Alexandre Aja’s movies work best when their characters are in survival mode (High Tension, The Hills Have Eyes remake, Crawl, Oxygen), so hopes are high for this one. Halle Berry stars as a mother to two boys (Anthony B Jenkins and Percy Daggs IV ). They live in a creepy cottage in the woods and are only allowed out into the—weirdly empty—world while holding a rope (hence, “Never let go!”) because something’s out there waiting for them. Whether it’s a demon, an alien or a big old A24-style trauma metaphor is anyone’s guess.

Terrifier 3

Whatever you make of Art the Clown and his SFX-heavy lady-slaying, you’ve got to admit the guy’s got a great PR. Despite having only appeared in three films—the little-seen All Hallows Eve; the controversial Terrifier; and the 138-minute-long Terrifier 2—he’s already shouldering his way into the ranks of slasher legends.

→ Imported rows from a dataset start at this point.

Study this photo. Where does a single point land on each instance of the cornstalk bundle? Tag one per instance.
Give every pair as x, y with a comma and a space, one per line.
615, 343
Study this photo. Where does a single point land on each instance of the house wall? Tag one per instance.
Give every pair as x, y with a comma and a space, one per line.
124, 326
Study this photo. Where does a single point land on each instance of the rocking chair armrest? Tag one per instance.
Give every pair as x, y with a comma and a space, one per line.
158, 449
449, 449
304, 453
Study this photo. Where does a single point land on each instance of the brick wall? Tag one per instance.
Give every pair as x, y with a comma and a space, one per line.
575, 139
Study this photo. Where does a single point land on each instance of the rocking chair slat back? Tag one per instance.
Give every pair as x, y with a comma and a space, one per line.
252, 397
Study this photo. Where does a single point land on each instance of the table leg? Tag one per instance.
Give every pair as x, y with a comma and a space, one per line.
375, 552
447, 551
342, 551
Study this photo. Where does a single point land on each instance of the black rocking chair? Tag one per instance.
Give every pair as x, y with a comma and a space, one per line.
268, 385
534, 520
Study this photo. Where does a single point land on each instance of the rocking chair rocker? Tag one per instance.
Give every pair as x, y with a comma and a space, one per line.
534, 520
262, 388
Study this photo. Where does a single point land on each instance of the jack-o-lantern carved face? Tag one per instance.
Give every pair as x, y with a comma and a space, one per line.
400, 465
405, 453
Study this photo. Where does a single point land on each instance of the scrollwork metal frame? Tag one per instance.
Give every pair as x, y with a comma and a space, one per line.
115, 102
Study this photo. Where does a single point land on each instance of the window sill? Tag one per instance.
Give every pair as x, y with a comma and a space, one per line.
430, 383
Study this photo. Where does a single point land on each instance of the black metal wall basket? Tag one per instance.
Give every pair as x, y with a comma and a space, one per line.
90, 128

Part three sees the main cast—including Lauren LaVera as Sienna Shaw and David Howard Thornton as Art—returning for a slice (and dice) of Christmas evil.

Salem’s Lot

The third—yes, look it up—adaptation of Stephen King’s 1975 vampire novel is more famous for what’s been happening offscreen. Written and directed by Gary Dauberman, who wrote several Annabelles and both ITs, it stars Lewis Pullman (son of Bill) and a cast of familiar faces (William Sadler, Bill Camp, Pilou Asbæk), and sounds decent enough. So how come it’s been delayed for two years? Not even King knows. He tweeted: “Between you and me, Twitter, I’ve seen the new Salem’s Lot and it’s quite good. Not sure why WB is holding it back; not like it’s embarrassing, or anything. Who knows. I just write the fucking things.”

Smile 2

You couldn’t make it up. Smile, a modest 2022 horror about a viral curse, written and directed by Parker Finn, was headed for streaming before a test screening changed its fate. Upon release, it made $216m on a $17m budget thanks to a genius viral campaign. Well, now the beast is back. The new heroine this time is Naomi Scott’s pop star, although Kyle Gallner’s cop returns—who knows for how long? “There certainly are stones that I left unturned by design,” Finn told The Hollywood Reporter, intriguingly. In other words, this one could run and run.

ALSO COMING SOON:

Canadian serial killer thriller Red Rooms; more goth gateway antics in Beetlejuice Beetlejuice; a 4K restoration of the King/De Palma classic Carrie.